ありとあらゆる啓発書や生活法は社会とともにある

ここ数年、私は簡易生活という生活法を続けていて、昨年は本まで出してしまった。

今も続けているものの、社会の状況がかなり変ってしまい、私の生活にも影響がかなり出ている。

簡易生活は明治に発生して戦中戦後も生き残った手法なので、いかなる状況になろうとも実行不可能になったりはしない。それでも社会状況が良い時に実行したほうが結果は良くなる。社会が悪いと、普通よりマシくらいにしかならない。表面的な手法による生活法だと、実現すら不可能になってしまうかもしれない。

ここ数年は最低限度の物だけを持って生活するライフスタイルが流行していて、私もそれなりに物を減らしてみたりはしていたのだが、ある時に気付いたのはこの生活はかなり社会の状況に依存するものだなということだった。ハサミが一つでいいやと思えるのは、ハサミがいつでも入手できるからで、ハサミの入手に複雑な手続と長い時間が必要な社会なら、予備のハサミを持っておこうとなるはずだ。もしも自給自足の生活を送っていたとしたら、食物を保存する場所を確保しなくては命が危なくなってしまう。人類は様々な物質や知識を保存することで脆弱な肉体を維持してきたわけで、十分に豊かになった社会の余力で実行する生活法は、社会的な危機がやってくると成立させるのが難しくなってしまう。

小さな話になるが個人的な好みすら、社会からの影響からは逃れることはできない。私は買いだめが嫌いである。しかし昨年の4月あたりに、経口補水液の OS-1 とビタミンゼリーのようなもの、普段使っているのとは違う成分を使っている頭痛薬を購入した。万が一自分がコロナウィルスに感染した際に、2日程度を乗り切り病院にたどり着くために必要かもなと考えたのである。普段はしないことなのだが、社会の状況が変ってしまうと、嫌でもなんでも必要なものは必要だとなってしまう。国がポイントがどうのこうのと言い出したのも、わりと衝撃だった。ポイントカードで得するとしても、ポイントカードを持ち歩いている時点で損しているといった考え方の人も、今後国家がポイントを積極的に活用してきたら、ポイントと関わることになるかもしれない。
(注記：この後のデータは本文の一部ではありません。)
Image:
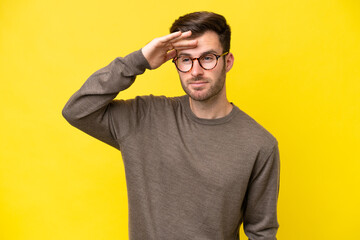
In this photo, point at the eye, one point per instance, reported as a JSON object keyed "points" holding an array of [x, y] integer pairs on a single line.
{"points": [[208, 57], [185, 59]]}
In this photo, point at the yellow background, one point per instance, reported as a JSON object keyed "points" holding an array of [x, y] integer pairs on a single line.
{"points": [[296, 72]]}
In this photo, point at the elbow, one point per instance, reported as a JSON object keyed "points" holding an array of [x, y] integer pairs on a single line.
{"points": [[69, 114]]}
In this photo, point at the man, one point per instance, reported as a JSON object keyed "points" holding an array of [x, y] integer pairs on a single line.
{"points": [[197, 167]]}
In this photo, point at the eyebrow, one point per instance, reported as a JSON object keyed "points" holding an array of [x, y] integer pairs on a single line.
{"points": [[204, 53]]}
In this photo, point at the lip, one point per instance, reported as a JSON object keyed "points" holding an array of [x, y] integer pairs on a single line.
{"points": [[198, 83]]}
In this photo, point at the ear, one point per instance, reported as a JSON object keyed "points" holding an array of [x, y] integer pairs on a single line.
{"points": [[229, 58]]}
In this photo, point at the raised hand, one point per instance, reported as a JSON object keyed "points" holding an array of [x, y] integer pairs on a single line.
{"points": [[161, 49]]}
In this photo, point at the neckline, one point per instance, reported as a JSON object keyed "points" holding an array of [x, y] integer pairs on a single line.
{"points": [[186, 104]]}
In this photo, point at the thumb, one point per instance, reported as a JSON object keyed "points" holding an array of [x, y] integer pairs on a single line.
{"points": [[171, 54]]}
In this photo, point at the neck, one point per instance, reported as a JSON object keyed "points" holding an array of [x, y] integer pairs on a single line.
{"points": [[212, 108]]}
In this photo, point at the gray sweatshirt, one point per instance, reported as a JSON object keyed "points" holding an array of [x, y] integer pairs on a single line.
{"points": [[187, 177]]}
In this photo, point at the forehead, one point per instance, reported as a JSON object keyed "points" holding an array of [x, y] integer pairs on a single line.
{"points": [[209, 41]]}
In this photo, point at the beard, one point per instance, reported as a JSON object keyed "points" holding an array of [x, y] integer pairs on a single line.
{"points": [[196, 94]]}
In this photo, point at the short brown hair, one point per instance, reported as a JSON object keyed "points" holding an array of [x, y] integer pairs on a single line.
{"points": [[200, 22]]}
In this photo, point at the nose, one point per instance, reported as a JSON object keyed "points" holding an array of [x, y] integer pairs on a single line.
{"points": [[197, 70]]}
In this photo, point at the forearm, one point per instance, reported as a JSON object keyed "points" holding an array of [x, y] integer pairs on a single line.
{"points": [[89, 108], [260, 215]]}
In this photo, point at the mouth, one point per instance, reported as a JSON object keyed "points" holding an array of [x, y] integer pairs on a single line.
{"points": [[198, 84]]}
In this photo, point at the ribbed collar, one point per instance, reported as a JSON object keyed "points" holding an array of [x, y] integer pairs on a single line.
{"points": [[186, 105]]}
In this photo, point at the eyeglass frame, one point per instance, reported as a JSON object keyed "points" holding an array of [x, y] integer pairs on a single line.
{"points": [[198, 58]]}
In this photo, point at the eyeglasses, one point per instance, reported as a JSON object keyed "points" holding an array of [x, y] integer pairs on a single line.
{"points": [[206, 61]]}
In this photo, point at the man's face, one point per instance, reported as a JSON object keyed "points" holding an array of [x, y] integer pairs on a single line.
{"points": [[201, 84]]}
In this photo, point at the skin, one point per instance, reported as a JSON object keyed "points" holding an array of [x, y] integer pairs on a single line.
{"points": [[206, 88]]}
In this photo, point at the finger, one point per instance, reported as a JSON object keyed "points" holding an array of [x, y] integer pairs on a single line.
{"points": [[169, 37], [183, 36], [170, 54], [184, 44]]}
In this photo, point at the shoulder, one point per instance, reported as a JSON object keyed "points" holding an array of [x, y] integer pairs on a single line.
{"points": [[254, 133]]}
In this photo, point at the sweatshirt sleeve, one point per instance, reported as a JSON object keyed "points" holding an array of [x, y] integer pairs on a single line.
{"points": [[92, 108], [260, 213]]}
こういった変化を簡易生活的に解釈すると、受け入れるしかないということになる。基本的に簡易生活は、良いものならばなんでも受け入れる。その一方で悪い現実を受け入れる大切さも説かれている。明治時代のある時期に、下駄で汽車の乗り降りをするのは危険であると喧伝されたことがある。しかし当時の道路は舗装されていない。雨の翌日など革靴で歩くと泥水だらけになってしまい、すぐに劣化してしまう。つまり道路が整備されるまでは、靴より下駄のほうが合理性があったのである。便利なほうを選ぶほうが簡易であるから、当面は下駄でいるほうがマシである……といった考え方が簡易生活の手法だ。

なんにせよ生活法や思考法は、社会という基盤の上に存在しているもので、全てから超越しているわけではない。社会の状況によって変化してしまうのが当然で、良い時代には良い感じに、それなりの時代にはそれなりに運用していく他ないんだろうなと思っている。